Now, lets quantize the model to INT8 and see what happens to the weights. 

In [13]:
model_int8 = copy.deepcopy(model_fp32)
quantize_(model_int8, Int8WeightOnlyConfig())

In [14]:
print(model_int8)

Network(
  (fc1): Linear(in_features=784, out_features=128, weight=AffineQuantizedTensor(shape=torch.Size([128, 784]), block_size=(1, 784), device=cpu, _layout=PlainLayout(), tensor_impl_dtype=torch.int8, quant_min=None, quant_max=None))
  (fc2): Linear(in_features=128, out_features=10, weight=AffineQuantizedTensor(shape=torch.Size([10, 128]), block_size=(1, 128), device=cpu, _layout=PlainLayout(), tensor_impl_dtype=torch.int8, quant_min=None, quant_max=None))
)


### Evaluating the Model

So far, we have trained our model using 32-bit floating point weights/biases and created a quantized version using INT8. Let's see what the accuracy change is between the two and how much the model size has changed as well!

In [15]:
model_fp32.eval()

fp32_correct = 0
fp32_total = 0

with torch.no_grad():
    for data, target in test_loader:
        output = model_fp32(data)
        _, predicted = torch.max(output.data, 1)
        fp32_total += target.size(0)
        fp32_correct += (predicted == target).sum().item()

In [16]:
print(f"Test Accuracy FP32: {100 * fp32_correct / fp32_total:.2f}%")
print(f"FP32 SIZE: {get_model_size_in_bytes(model_fp32) / 1e6:.2f} MB")

Test Accuracy FP32: 92.70%
FP32 SIZE: 0.41 MB


In [17]:
model_int8.eval()

int8_correct = 0
int8_total = 0

with torch.no_grad():
    for data, target in test_loader:
        output = model_int8(data)
        _, predicted = torch.max(output.data, 1)
        int8_total += target.size(0)
        int8_correct += (predicted == target).sum().item()

In [18]:
print(f"Test Accuracy INT8: {100 * int8_correct / int8_total:.2f}%")
print(f"INT8 SIZE: {get_model_size_in_bytes(model_int8) / 1e6:.2f} MB")

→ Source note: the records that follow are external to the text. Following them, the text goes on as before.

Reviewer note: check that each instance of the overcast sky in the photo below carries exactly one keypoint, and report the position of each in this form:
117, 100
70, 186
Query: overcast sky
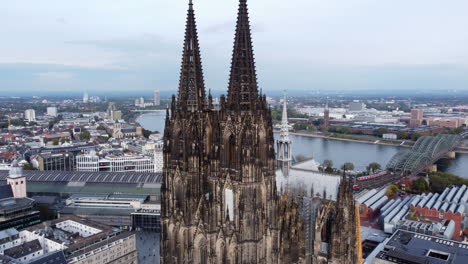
125, 45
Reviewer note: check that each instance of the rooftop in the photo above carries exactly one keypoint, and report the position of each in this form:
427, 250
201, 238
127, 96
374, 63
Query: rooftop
23, 249
418, 248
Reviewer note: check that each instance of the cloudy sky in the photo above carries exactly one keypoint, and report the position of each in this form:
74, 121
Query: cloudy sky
135, 45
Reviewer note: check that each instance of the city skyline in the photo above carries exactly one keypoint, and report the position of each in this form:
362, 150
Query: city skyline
359, 45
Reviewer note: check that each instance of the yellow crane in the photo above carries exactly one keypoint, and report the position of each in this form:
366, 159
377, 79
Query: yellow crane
358, 235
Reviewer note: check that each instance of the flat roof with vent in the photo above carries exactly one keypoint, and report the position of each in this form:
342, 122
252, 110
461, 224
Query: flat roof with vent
406, 245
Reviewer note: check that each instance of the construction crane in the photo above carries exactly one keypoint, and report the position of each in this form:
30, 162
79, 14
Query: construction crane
358, 234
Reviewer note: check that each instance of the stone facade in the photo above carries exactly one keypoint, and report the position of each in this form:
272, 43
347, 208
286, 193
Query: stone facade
220, 203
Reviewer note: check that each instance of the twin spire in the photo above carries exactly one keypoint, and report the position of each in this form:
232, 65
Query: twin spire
242, 90
191, 84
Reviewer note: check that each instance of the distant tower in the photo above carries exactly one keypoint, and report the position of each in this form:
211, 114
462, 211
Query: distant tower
326, 116
85, 98
416, 118
30, 115
157, 98
284, 143
17, 181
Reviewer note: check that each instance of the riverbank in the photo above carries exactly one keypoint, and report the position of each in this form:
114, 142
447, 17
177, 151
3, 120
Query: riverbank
376, 142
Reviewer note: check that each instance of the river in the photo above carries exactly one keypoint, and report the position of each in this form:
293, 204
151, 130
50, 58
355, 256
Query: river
360, 154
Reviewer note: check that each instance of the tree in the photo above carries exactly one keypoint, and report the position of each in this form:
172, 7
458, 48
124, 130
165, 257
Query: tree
347, 166
372, 167
392, 190
300, 158
85, 135
420, 185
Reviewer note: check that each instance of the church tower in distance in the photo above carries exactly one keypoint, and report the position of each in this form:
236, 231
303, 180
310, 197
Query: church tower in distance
220, 202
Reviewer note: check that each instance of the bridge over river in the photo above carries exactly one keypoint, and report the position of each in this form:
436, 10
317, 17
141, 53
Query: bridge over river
408, 163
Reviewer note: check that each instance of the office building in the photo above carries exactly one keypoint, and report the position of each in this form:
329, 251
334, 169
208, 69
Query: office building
66, 183
416, 118
357, 106
52, 111
16, 210
116, 115
30, 115
56, 161
91, 162
157, 98
118, 210
410, 247
85, 98
74, 239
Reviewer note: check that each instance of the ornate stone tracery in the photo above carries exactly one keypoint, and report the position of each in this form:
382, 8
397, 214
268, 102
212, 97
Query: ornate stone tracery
219, 198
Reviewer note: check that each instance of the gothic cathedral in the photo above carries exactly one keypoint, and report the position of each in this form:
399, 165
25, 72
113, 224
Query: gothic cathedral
220, 203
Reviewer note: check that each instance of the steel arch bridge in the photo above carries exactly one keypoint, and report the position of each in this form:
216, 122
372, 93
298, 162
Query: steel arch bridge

Test Accuracy INT8: 92.68%
INT8 SIZE: 0.10 MB


### Results

From the comparison, we see that the accuracy reduced slightly but the model size has decreased heavily. This is due to the fact that we have reduced the precision from FP32 to INT8 which is around a reduction of 4x in bytes. Our model sizes reflect this accurately.